Matt Turner <matts...@gmail.com> writes: > On Mon, Oct 14, 2013 at 4:14 PM, Eric Anholt <e...@anholt.net> wrote: >> Previously, the best thing we had was to schedule the things unblocked by >> the current instruction, on the hope that it would be consuming two values >> at the end of their live intervals while only producing one new value. >> Sometimes that wasn't the case. >> >> Now, when an instruction is the first user of a GRF we schedule (i.e. it >> will probably be the virtual_grf_def[] instruction after computing live >> intervals again), penalize it by how many regs it would take up. When an >> instruction is the last user of a GRF we have to schedule (when it will >> probably be the virtual_grf_end[] instruction), give it a boost by how >> many regs it would free. >> >> The new functions are made virtual (only 1 of 2 really needs to be >> virtual) because I expect we'll soon lift the pre-regalloc scheduling >> heuristic over to the vec4 backend. >> >> shader-db: >> total instructions in shared programs: 1512756 -> 1511604 (-0.08%) >> instructions in affected programs: 10292 -> 9140 (-11.19%) >> GAINED: 121 >> LOST: 38 >> >> Improves tropics performance at my current settings by 4.50602% +/- >> 2.60694% (n=5). No difference on Lightsmark (n=5).
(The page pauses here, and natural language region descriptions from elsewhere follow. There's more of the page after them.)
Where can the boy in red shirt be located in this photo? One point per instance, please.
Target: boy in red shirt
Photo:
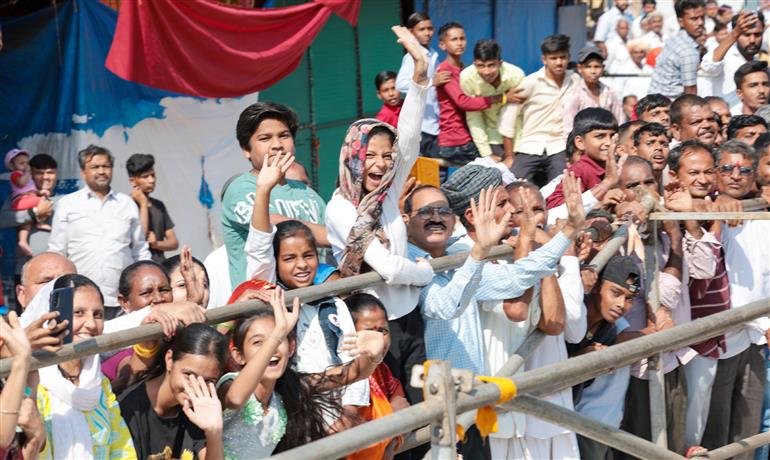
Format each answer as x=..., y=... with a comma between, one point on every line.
x=385, y=82
x=454, y=138
x=594, y=138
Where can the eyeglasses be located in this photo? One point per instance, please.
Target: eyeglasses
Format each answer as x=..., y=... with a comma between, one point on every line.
x=726, y=170
x=427, y=212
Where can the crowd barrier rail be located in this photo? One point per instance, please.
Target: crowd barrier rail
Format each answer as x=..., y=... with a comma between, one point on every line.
x=445, y=402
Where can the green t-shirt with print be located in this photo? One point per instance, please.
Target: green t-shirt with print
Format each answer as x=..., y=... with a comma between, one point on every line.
x=294, y=200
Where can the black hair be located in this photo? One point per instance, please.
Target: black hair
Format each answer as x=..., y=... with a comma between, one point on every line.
x=627, y=129
x=90, y=152
x=127, y=275
x=652, y=130
x=748, y=68
x=77, y=281
x=627, y=97
x=683, y=5
x=382, y=130
x=253, y=115
x=760, y=18
x=762, y=143
x=360, y=302
x=520, y=184
x=382, y=77
x=651, y=101
x=139, y=163
x=288, y=229
x=173, y=262
x=685, y=100
x=304, y=402
x=711, y=99
x=409, y=203
x=739, y=122
x=486, y=50
x=675, y=155
x=571, y=150
x=741, y=148
x=43, y=161
x=195, y=339
x=447, y=27
x=416, y=18
x=594, y=118
x=632, y=160
x=552, y=44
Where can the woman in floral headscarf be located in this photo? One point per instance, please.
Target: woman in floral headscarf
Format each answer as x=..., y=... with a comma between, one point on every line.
x=363, y=220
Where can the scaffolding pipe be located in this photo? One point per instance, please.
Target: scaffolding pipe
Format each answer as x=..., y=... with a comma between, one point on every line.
x=525, y=350
x=550, y=379
x=743, y=446
x=153, y=331
x=590, y=428
x=537, y=382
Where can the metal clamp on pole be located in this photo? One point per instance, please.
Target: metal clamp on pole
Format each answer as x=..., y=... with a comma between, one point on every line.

No difference on >> GLB2.7 (n=11). >> >> Bugzilla: https://bugs.freedesktop.org/show_bug.cgi?id=70445 >> --- > > I think we're on the right track by considering register pressure when > scheduling, but one aspect we're not considering is simply how many > registers we think we're using. > > If I understand correctly, the pre-register allocation wants to > shorten live intervals as much as possible which reduces register > pressure but at the cost of larger stalls and less instruction level > parallelism. We end up scheduling things like > > produce result 4 > produce result 3 > produce result 2 > produce result 1 > use result 1 > use result 2 > use result 3 > use result 4 > > (this is why the MRF writes for the FB write are always done in the > reverse order) > > Take the main shader from FillTestC24Z16 in GLB2.5 or 2.7 as an > example. Before texture-grf we serialized the eight texture sends. > After that branch landed, we scheduled the code much better, leading > to a performance improvement. > > This patch causes us again to serialize the 8 texture ops in > GLB25_FillTestC24Z16, like we did before texture-from-grf. It reduces > performance from 7.0 billion texels/sec to ~6.5 on IVB.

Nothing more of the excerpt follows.